The authors are to be commended for conducting such a study and initiate a dialogue about the impact of high flow fistulas on important dialysis parameters. Several investigators have provided the rationale for volume overload in patients with high flow fistulas2-3. Therefore, it is conceivable that high flow fistulas can be associated with volume overload. Their study1 revealed that severe volume overload was more prevalent in high flow fistulas (n = 4) when compared to normal flow fistulas (n = 6). Multivariate analysis demonstrated an odds ratio of 4.06 and a confidence interval of 1.01-16.39 with a p value of 0.056.
While the study was a bold attempt, a few elements raise concerns regarding the findings from both statistical and clinical standpoint. First of all, the sample size is extremely small (6 versus 4 patients). Second, the confidence interval is very large representing a small sample size. Third, the p value is slightly above significance (i.e. > 0.05). The evaluation of volume overload was performed by employing bioimpedance spectroscopy. From a clinical standpoint, volume overload is corrected by ultrafiltration. The authors do not provide information on the ultrafiltration rate. In support of the study, it is worth pointing out that both normal and high flow fistulas received the same duration of dialysis therapy (normal flow fistulas = 245 minutes, high flow fistulas = 246 minutes). Additionally, no information is available on the weight gain for the high flow fistulas. It is conceivable that the high flow fistulas had a higher weight gain due to a higher fluid intake.
The study, however, raised important concerns about high flow fistulas including their cardiovascular impact.

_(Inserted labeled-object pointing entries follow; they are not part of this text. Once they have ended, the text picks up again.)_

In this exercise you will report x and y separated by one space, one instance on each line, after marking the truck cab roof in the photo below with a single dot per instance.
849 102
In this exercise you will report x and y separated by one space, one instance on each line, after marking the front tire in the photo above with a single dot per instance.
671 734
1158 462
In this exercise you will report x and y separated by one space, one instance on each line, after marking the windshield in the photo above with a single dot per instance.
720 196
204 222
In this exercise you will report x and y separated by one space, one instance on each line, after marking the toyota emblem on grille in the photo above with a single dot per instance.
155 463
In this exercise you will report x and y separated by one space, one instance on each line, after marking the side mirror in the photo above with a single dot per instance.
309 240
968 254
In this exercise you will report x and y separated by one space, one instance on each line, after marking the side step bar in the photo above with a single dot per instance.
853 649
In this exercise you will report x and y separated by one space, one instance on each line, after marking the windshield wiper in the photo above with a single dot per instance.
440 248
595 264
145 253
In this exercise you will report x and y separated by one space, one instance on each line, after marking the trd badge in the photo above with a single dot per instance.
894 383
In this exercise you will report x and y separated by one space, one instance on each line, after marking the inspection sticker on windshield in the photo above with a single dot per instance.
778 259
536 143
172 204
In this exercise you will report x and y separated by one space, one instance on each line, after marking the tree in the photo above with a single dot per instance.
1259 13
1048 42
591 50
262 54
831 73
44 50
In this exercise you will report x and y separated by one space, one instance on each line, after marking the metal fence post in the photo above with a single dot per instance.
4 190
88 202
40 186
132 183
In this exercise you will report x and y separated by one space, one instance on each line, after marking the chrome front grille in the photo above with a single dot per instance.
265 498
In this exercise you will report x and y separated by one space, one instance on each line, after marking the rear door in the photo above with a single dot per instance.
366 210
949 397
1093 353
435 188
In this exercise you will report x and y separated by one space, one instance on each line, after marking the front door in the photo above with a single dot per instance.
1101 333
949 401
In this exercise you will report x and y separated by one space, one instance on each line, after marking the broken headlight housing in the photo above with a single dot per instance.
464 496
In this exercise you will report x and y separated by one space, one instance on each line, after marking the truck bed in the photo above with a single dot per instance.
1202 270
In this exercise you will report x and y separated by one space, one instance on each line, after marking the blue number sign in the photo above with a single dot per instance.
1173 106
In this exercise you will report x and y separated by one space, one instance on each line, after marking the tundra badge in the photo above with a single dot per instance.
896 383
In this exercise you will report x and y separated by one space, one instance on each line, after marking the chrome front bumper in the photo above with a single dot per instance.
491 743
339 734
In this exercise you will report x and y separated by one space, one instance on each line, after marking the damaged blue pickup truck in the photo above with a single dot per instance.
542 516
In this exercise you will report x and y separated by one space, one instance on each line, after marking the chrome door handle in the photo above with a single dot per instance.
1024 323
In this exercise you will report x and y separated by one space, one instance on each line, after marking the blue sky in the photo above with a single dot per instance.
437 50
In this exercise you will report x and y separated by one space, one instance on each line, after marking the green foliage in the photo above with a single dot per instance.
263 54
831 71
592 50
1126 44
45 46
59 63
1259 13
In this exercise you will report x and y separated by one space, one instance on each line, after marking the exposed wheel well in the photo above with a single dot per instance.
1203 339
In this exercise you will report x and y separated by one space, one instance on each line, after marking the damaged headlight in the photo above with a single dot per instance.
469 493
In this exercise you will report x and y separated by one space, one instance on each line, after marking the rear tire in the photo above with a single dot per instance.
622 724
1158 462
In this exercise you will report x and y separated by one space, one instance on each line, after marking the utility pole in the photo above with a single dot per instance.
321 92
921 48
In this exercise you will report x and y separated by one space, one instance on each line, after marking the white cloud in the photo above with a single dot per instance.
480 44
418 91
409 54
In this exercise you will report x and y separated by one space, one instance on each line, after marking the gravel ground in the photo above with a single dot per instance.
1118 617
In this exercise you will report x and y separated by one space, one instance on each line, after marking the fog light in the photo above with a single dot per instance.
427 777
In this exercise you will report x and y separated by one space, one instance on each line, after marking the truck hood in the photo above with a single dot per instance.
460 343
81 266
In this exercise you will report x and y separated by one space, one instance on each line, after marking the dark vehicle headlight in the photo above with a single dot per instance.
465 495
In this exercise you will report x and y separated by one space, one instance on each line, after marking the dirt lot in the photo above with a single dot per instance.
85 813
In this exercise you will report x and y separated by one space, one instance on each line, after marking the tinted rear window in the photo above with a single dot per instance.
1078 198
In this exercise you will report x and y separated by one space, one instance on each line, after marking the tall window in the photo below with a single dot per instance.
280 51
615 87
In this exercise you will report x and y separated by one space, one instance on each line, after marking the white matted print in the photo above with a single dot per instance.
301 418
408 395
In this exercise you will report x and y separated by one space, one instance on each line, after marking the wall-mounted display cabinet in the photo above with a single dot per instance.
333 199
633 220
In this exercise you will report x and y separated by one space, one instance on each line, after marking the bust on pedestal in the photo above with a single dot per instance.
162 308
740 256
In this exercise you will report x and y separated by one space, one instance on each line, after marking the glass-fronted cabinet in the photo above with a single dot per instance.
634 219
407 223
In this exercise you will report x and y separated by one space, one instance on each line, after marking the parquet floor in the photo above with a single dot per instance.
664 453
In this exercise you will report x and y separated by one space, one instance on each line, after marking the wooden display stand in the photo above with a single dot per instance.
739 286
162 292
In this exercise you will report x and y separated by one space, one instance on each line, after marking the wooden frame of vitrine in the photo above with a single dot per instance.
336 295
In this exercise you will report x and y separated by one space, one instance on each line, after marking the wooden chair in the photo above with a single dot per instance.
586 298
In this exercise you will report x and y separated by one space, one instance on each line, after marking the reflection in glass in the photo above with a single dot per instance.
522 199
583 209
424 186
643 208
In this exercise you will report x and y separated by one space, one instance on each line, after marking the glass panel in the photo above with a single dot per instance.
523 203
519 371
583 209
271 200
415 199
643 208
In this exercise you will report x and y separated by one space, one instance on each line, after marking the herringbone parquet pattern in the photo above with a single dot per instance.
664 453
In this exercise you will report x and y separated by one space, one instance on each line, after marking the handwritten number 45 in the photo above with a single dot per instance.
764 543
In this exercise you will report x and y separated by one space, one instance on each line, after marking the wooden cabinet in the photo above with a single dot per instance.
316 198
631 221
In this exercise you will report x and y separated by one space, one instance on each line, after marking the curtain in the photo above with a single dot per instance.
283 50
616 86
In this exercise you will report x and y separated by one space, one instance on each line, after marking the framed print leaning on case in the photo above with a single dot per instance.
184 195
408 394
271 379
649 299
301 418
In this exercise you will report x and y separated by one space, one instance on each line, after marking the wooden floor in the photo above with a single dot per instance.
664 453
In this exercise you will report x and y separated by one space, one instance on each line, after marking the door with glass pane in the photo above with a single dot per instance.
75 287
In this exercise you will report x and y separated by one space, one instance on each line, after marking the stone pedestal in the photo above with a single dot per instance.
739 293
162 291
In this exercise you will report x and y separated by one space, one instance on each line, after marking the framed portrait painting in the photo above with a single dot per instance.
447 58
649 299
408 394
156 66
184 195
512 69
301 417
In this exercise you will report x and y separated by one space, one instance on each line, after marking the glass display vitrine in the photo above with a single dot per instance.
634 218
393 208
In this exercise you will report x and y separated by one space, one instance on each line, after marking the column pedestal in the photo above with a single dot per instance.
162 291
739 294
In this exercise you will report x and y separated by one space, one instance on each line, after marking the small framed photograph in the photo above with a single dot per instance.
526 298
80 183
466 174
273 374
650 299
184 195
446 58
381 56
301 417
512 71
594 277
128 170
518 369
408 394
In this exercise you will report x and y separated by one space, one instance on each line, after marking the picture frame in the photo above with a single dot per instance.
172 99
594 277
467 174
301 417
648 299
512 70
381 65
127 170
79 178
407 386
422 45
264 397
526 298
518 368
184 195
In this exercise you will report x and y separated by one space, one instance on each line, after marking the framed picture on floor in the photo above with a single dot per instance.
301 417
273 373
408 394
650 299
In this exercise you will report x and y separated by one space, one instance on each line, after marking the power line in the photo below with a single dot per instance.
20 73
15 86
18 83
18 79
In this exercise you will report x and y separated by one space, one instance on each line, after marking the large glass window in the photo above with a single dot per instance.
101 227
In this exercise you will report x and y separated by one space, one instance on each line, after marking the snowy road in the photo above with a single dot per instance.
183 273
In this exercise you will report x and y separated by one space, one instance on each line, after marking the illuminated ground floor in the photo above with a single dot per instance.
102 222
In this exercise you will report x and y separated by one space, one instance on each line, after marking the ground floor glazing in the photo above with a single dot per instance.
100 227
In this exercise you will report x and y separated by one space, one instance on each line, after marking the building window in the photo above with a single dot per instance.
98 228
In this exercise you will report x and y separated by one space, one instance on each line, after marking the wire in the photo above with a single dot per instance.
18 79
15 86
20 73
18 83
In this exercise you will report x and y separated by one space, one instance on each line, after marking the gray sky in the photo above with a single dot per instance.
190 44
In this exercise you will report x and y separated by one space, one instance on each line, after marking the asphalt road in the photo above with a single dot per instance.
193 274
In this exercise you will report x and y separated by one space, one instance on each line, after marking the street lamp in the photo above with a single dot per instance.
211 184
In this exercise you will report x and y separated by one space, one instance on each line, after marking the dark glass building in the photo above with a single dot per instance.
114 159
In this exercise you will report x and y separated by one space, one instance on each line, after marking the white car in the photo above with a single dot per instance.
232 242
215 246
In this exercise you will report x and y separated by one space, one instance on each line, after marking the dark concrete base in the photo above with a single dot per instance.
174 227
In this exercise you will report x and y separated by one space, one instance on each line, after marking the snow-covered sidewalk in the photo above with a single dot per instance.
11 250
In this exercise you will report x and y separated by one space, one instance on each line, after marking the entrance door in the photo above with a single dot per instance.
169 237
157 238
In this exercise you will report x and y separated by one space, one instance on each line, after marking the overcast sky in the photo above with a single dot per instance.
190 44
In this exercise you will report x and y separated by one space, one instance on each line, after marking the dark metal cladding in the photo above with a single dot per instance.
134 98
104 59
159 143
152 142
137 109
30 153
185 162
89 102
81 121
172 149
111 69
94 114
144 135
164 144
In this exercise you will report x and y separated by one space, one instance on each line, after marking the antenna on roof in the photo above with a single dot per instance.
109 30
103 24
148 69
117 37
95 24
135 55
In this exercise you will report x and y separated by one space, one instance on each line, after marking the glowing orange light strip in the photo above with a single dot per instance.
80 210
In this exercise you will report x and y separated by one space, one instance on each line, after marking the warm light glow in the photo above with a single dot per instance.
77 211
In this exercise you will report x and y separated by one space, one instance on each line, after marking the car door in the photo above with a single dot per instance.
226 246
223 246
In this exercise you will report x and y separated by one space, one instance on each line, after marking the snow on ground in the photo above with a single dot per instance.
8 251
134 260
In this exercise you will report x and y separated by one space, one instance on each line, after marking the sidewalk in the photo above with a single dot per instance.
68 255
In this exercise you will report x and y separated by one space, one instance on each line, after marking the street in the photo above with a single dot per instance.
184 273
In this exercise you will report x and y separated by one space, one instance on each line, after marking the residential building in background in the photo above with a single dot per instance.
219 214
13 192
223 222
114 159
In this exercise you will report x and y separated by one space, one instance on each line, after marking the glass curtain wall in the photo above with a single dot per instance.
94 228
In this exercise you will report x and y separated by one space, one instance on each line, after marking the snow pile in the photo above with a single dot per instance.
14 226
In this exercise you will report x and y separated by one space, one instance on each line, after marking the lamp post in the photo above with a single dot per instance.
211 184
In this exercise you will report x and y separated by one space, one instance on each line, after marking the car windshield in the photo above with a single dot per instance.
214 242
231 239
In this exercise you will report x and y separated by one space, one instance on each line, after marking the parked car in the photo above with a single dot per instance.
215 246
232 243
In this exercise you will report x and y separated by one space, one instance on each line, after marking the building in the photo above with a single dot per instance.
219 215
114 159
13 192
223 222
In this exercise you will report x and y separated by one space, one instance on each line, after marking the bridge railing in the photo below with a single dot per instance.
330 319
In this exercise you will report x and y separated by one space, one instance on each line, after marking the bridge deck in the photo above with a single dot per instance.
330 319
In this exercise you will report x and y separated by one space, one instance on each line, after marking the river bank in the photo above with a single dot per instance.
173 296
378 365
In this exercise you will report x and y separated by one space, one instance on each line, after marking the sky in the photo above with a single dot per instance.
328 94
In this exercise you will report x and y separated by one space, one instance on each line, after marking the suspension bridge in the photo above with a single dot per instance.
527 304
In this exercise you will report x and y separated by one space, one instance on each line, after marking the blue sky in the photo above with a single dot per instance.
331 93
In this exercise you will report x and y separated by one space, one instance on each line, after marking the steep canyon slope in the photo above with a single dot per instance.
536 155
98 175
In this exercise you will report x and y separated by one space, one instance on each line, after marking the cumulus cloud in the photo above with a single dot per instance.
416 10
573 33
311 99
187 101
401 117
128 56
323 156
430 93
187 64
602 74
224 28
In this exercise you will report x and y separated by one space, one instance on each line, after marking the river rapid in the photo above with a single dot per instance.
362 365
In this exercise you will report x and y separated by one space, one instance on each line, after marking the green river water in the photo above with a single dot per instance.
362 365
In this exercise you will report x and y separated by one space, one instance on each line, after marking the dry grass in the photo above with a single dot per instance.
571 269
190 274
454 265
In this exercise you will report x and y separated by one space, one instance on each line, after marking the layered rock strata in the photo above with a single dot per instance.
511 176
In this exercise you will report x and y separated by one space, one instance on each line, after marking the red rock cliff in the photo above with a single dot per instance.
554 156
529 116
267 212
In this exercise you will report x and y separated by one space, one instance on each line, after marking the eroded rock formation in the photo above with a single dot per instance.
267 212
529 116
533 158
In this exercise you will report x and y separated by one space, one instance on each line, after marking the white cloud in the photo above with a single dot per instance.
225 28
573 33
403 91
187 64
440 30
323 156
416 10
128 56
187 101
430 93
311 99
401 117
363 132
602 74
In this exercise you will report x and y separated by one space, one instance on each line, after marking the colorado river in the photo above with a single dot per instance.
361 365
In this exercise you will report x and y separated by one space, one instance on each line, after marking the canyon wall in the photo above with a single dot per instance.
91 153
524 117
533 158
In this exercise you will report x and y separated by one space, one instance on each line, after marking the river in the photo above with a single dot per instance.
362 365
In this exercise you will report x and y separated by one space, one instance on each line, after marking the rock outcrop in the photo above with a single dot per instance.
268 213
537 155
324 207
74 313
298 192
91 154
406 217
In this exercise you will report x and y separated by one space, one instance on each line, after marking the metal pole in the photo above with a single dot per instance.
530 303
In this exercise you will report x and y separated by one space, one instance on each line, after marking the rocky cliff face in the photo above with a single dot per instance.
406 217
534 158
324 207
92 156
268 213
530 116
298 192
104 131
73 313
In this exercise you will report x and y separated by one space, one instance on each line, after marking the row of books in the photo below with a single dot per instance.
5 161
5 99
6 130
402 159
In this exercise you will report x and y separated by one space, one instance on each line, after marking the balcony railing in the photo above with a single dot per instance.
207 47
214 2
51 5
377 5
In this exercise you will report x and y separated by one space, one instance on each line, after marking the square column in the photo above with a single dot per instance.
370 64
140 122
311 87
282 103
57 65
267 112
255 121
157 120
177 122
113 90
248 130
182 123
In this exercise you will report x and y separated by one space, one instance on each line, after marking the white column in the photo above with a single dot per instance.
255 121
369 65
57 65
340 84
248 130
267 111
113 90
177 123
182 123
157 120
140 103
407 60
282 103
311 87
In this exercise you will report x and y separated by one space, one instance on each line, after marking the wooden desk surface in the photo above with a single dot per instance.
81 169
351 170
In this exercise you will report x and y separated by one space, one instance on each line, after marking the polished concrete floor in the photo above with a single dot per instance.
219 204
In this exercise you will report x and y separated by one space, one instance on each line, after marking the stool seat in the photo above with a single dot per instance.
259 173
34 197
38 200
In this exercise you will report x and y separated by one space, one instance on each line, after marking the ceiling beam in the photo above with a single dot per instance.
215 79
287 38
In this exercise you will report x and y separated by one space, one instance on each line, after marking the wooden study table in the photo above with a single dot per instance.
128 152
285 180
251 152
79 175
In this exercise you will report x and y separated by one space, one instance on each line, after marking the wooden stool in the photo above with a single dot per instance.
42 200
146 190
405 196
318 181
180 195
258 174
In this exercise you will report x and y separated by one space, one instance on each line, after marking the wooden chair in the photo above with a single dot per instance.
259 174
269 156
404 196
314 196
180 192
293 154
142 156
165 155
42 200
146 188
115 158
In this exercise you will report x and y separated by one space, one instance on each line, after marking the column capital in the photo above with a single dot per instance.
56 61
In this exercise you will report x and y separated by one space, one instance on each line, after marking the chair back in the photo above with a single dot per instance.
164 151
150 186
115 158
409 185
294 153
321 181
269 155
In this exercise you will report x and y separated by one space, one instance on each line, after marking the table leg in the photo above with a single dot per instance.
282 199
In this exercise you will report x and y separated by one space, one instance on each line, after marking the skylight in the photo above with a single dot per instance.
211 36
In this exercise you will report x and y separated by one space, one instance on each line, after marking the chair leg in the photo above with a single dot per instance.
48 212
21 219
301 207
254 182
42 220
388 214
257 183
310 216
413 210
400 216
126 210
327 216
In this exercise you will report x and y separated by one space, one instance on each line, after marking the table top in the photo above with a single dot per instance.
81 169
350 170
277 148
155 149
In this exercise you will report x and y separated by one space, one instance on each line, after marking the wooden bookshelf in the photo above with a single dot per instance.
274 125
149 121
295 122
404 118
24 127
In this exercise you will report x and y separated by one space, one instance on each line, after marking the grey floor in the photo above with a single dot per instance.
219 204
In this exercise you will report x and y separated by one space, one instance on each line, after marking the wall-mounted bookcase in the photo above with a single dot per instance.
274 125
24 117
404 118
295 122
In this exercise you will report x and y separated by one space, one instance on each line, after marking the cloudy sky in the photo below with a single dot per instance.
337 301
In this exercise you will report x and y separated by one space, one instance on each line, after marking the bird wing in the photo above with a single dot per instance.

A large sample size should explore the volume overload in high flow fistulas to conclusively establish their adverse impact on volume status. In the meantime, in an effort to avoid high flow fistulas, we suggest an opinion-based algorithm as shown in Figure 1. In this context, we prefer peritoneal dialysis (or renal transplant when available) as therapy of choice for end stage renal disease. However, if the patient chooses hemodialysis, we preferentially suggest the creation of a forearm radial artery or ulnar artery based fistula. At the same time, we suggest a tunneled hemodialysis catheter for patients with a life expectancy of less than a year (with ongoing evaluation of the life expectancy).